We sadly find that a lot of people are unable to characterise the type of victimisation that they have suffered. We have compiled a short list of themes that frequently arise in these types of situations that you should be aware of:

Common themes in
workplace bullying

  • Workers are often bullied, harassed, denigrated and victimised for the following reasons:
    • Gender: workers often outcast members of the opposite sex, especially if that occupation, field or industry is dominated by a particular sex;
    • Race, religion and culture: workers are often bullied by co-workers or superiors due to their race, ethnicity, religion and culture. Race bullying is usually perpetrated particularly against persons that are non-Caucasian, including persons with an Aboriginal or Torres Strait Islander background;
    • Sexual orientation: we often see bullying and harassment perpetrated against males and females that are homosexual;
    • Age: we often see workers be bullied based on their age. Older workers can be picked on in workplaces or industries dominated by younger generations. Similarly, younger workers that are superior to their older co-workers can face disdain and harassment from those older co-workers.
    • Perceived attractiveness: workers are often harassed, including being sexually harassed, by co-workers or superiors due to the fact that they are considered to be attractive, and are often propositioned for sex or sexual favours.
  • While the above are common themes in workplace bullying, these are not the only circumstances under which persons are targeted. Some people are bullied by their co-workers and/or superiors for no particular reason at all – they are simply singled out. The most important point to take away is that there is never logical or acceptable bullying – it is always inappropriate, and has the potential to cause serious psychological injury.
  • Workplace bullying can manifest itself in a variety of ways, such as verbal abuse, physical abuse, sexual abuse, openly denigrating workers in front of others, name-calling, swearing, using derogatory names or stereotypes with reference to a worker, and isolating or ostracising a worker from the rest of the workplace.

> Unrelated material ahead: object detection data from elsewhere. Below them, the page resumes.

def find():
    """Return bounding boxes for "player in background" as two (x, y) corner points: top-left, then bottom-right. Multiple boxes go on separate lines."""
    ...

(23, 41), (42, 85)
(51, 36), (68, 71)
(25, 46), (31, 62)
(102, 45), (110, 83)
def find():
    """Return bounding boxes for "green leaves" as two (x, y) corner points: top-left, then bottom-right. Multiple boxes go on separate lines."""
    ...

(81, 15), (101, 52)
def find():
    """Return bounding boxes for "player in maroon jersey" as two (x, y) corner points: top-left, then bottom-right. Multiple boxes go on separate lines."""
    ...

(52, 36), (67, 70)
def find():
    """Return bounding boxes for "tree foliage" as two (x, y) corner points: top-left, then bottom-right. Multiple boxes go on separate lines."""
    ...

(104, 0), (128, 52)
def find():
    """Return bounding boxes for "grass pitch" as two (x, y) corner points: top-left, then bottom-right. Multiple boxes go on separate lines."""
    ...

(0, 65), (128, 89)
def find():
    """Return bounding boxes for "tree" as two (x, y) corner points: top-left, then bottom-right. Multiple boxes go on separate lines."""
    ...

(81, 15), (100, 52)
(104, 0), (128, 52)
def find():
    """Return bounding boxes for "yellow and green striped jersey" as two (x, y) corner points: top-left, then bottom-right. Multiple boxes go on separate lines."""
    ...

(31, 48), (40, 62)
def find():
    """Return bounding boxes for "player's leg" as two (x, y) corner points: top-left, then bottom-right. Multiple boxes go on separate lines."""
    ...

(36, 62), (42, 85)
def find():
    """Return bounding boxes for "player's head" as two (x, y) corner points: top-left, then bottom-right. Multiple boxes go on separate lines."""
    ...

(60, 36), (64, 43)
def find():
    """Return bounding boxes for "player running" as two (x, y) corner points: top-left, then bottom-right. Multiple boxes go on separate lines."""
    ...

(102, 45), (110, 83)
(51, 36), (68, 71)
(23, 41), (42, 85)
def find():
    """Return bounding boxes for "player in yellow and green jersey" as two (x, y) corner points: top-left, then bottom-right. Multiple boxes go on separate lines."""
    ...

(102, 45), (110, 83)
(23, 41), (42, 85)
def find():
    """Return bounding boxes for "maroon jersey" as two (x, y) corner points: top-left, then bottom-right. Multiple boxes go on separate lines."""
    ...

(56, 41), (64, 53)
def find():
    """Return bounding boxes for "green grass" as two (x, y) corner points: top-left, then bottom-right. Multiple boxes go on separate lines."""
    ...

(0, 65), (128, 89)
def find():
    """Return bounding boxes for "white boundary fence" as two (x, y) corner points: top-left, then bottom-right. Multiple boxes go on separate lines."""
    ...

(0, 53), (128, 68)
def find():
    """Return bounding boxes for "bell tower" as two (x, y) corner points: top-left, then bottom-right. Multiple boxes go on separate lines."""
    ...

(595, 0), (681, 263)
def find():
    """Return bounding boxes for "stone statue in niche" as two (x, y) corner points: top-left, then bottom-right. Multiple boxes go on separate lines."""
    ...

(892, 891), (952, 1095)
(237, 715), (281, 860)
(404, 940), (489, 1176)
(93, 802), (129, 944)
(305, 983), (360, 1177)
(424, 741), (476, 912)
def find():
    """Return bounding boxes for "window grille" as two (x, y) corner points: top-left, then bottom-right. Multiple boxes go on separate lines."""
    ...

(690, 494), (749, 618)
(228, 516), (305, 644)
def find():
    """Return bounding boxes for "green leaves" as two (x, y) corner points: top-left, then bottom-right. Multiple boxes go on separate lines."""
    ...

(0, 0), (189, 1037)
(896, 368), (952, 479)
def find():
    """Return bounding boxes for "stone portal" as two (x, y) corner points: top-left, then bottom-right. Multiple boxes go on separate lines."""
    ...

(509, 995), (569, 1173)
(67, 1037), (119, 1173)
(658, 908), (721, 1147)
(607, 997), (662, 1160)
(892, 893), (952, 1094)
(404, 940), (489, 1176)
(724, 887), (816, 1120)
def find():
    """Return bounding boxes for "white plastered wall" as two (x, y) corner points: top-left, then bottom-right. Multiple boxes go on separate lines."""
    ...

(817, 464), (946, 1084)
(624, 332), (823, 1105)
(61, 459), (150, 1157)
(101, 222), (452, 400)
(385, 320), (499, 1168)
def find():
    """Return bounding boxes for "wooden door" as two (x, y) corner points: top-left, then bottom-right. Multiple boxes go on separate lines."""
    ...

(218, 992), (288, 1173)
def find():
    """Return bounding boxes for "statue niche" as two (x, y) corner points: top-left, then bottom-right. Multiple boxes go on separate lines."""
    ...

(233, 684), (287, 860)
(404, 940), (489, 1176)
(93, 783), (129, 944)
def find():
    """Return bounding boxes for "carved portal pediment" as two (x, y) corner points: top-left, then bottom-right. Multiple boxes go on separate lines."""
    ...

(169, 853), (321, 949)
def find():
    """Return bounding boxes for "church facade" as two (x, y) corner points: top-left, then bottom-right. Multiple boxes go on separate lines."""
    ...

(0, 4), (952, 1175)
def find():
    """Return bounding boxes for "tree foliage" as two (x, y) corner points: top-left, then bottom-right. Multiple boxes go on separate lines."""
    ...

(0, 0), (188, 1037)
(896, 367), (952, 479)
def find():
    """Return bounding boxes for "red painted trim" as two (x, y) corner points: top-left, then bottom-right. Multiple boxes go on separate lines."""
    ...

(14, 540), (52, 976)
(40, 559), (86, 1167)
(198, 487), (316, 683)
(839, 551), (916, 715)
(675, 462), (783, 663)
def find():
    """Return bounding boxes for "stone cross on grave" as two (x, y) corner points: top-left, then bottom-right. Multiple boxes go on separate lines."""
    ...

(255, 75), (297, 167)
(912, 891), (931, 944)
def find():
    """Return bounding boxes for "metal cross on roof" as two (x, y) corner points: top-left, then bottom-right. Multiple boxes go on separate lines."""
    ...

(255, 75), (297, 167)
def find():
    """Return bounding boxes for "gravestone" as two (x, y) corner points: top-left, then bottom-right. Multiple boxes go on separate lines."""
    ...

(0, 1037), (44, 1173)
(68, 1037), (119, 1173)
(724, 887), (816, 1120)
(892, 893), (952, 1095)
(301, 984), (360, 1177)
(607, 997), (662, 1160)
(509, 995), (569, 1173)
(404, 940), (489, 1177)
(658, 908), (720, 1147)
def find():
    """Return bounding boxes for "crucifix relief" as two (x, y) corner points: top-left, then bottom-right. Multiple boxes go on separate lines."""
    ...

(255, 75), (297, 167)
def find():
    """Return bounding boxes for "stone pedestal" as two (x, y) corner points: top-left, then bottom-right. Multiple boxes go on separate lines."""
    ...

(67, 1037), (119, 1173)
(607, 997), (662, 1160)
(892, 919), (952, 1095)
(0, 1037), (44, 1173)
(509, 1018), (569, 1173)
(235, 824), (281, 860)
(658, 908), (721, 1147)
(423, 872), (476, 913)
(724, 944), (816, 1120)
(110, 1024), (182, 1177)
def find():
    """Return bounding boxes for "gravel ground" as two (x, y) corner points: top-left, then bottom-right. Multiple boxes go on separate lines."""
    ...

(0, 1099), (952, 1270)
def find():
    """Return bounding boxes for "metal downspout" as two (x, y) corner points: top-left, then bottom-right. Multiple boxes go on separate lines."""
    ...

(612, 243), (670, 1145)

Common themes in Sexual Harassment Matters

  • Whilst victims of sexual harassment are largely female, males are also susceptible to being, and quite frequently are, sexually harassed;
  • Sexual harassment is often used as a tactic to manipulate and intimidate victims, and to assert power and dominance over the victim;
  • Sexual harassment is often seen in relationships where there is a power imbalance, eg. Employer/employee relationship;
  • Sexual harassment is often normalised in certain environments, leading to a lack of reporting of those circumstances;
  • Sexual harassment can manifest itself in numerous ways, ranging from verbal comments made about a person’s appearance, making propositions for sex or sexual favours, indecent exposure to a person, sexual assault and abuse.

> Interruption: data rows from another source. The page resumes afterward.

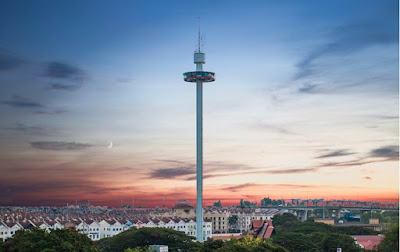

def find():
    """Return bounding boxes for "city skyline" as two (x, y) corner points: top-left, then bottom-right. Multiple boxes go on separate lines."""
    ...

(0, 1), (399, 206)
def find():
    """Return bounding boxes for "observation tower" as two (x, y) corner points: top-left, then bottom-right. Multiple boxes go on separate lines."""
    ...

(183, 25), (215, 242)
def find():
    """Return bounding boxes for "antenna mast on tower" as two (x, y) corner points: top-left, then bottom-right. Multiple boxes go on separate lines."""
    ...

(183, 17), (215, 242)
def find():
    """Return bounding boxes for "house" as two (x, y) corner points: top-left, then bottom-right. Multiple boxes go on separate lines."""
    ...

(351, 235), (385, 250)
(247, 220), (274, 239)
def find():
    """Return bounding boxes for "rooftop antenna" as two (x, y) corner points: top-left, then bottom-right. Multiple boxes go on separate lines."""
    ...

(197, 17), (201, 52)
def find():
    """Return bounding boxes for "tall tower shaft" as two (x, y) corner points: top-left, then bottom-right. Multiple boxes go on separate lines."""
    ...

(183, 26), (215, 242)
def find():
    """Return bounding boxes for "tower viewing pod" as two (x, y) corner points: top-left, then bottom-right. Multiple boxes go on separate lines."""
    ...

(183, 26), (215, 242)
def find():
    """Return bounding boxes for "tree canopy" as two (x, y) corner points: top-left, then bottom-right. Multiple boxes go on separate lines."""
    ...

(96, 227), (201, 252)
(378, 223), (399, 252)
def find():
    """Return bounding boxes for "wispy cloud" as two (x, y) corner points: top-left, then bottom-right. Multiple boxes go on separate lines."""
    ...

(369, 145), (399, 160)
(294, 3), (398, 79)
(48, 83), (82, 91)
(0, 49), (25, 71)
(34, 109), (68, 115)
(255, 122), (295, 135)
(221, 183), (320, 192)
(299, 83), (318, 93)
(3, 123), (43, 133)
(1, 95), (43, 108)
(30, 141), (92, 151)
(45, 62), (85, 81)
(316, 150), (355, 158)
(263, 167), (318, 174)
(150, 166), (196, 179)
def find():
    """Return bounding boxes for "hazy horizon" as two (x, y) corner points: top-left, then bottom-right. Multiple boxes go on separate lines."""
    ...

(0, 0), (399, 206)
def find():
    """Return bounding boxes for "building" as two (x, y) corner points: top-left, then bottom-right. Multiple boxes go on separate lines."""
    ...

(247, 220), (274, 239)
(204, 210), (231, 234)
(351, 235), (385, 250)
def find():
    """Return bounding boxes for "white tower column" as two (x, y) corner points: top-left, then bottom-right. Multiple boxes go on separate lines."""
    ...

(196, 63), (203, 242)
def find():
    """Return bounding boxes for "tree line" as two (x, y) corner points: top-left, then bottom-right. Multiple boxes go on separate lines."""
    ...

(0, 213), (399, 252)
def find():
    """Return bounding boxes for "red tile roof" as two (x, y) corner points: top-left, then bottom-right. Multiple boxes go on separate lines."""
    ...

(351, 235), (385, 250)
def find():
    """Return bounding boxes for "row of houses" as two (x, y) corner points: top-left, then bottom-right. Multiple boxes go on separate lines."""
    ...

(0, 217), (212, 241)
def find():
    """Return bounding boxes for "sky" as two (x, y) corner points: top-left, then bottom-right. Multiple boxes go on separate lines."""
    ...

(0, 0), (399, 207)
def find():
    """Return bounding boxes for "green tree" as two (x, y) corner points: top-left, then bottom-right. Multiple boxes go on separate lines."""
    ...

(213, 200), (222, 208)
(124, 246), (156, 252)
(322, 233), (363, 252)
(214, 238), (288, 252)
(361, 212), (383, 223)
(273, 232), (321, 252)
(96, 228), (201, 252)
(260, 197), (272, 207)
(272, 213), (300, 227)
(378, 223), (399, 252)
(228, 215), (238, 230)
(1, 228), (100, 252)
(200, 239), (224, 252)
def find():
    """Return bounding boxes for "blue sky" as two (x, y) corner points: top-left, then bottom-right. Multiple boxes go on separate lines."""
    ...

  • Assaults can injure a person both physically and psychologically;
  • Often, a psychological injury will manifest itself in the form of a secondary injury, meaning that it will occur later in response to the assault and physical injury sustained.


  • A person being exposed to traumatic incidents can suffer psychological injury;
  • Exposure to traumatic incidents can be prolonged and repeated over a lengthy period of time, causing the psychological injury to be ‘accumulated’, or can be a one-off incident, which causes a ‘frank’ injury;
  • Traumatic incidents can include, for example, witnessing assaults, homicide, suicide, domestic violence, and motor vehicle accidents;
  • We see that first responders such as police, ambulance, and fire & rescue are quite often exposed to trauma in and over the course of their careers.